Yesterday I attended Tokion Magazine’s sold-out Creativity Now Conference, again at the La Foret museum in Harajuku. I cannot provide a play-by-play report like last year, but I want to mention a couple points about social class and Japanese culture brought up in the discussion.
* In the panel about “otome” women’s culture, photographer and original Egg publisher Yonehara Yasumasa talked about discovering the gyaru/kogal movement in the early ’90s. These were the days before loose socks and fake tans, when roaming gangs of rich kids called “chiimaa” (“teamer”) ruled the streets of Shibuya, rolling-and-patrolling in their cars, stopping only to pick fights with rival groups infringing on their territory. The first kogyaru were chiimaa girlfriends, and like their beaux, were from elite private schools and wealthy families. These young women would often engage in enjo kosai, which at the time was a method of oyaji ijime (picking on older men.) For example, they would charge salarymen ten to twenty thousand yen to sit at tea together — for exactly one minute.
But when the news weeklies started to pick up on the story in the mid-’90s, the editors changed the content and meaning of enjo kosai to be more titillating and more easily comprehensible. Suddenly, the word denoted a new form of prostitution, instead of the “compensated dating” that was actually happening. As the media message spread out to the countryside, working class girls rushed into Tokyo to take part in this new movement — which some of them understood to involve a fashionable form of sex-for-cash. At the same time, older business men flocked into Shibuya to test out the waters themselves, thus creating the sensational enjo kosai crisis of the late ’90s.
I asked Yonehara later about the class issues at work here, and he said, “At first Egg was about the rich girls that working class yankii girls look up to, but now the magazine is dedicated to the working class girls themselves.” Does the lower socioeconomic background of the subculture’s participants help explain the group’s different code of sexual morality? “The Japanese tend to adopt every part of a trend, so if ‘free sex’ is in, everyone thinks, ‘OK, free sex it is.’” Like many Japanese social commentators in their late 30s/early 40s, Yonehara is somewhat exaggerating the thoughtlessness of Japanese youth consumer behavior, but I think the gyaru story does follow the traditional pattern of “top-down” cultural transmission.
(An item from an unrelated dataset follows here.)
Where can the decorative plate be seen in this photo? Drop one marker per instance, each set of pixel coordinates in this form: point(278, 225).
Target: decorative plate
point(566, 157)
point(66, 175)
What started as an urban upper-class delinquent trend attracted a mass following of rural lower-middle class girls; enjo kosai started as a way to torment pathetic salarymen and ended up as a financial means to pay for an expensive designer-handbag lifestyle.
* In the last panel on “Tokyo System Crash,” MC and visual art genius Ukawa Naohiro discussed Tokyo mayor Ishihara Shintaro’s recent crackdown on dance clubs. Apparently, they no longer issue permits for “discos” in the city, and even with the permit, clubs are supposed to shut down at 1am. So, most venues have been registering as “restaurants,” and when the floor managers get word about plain-clothes cops knocking on the front door, they pull out the required number of tables and turn on the required number of lights. At one party, the plain clothes cops requested Ukawa and Moodman shut it down at 1am — an act which the promoters argued would unleash hundreds of young people out on the streets, unable to get home by train. So, they asked if telling ghost stories was okay. The cops said yes and they spent the next half-hour telling ghost stories to a confused audience, increasing the volume of the dance beats in the background little by little until the party was back on track.
Ukawa blamed the problem on Ishihara’s privileged background: “As a member of the Taiyou-zoku (1950s rich-kid delinquents in Shonan), his idea of fun is going to house parties at friends’ summer homes and yachting. He doesn’t understand our working class ideas of dancing.” Ishihara’s new mission is to open a fancy casino in Odaiba, which is again, a leisure activity primarily targeted for the wealthy. Rumors seem to suggest that the LDP is taking the issue very seriously, as a casino would attract foreign jetsetters and funnel their pocket money into the tax pool. So, in a couple of years when you’re sick of tech house, you can go blow your cash on keno.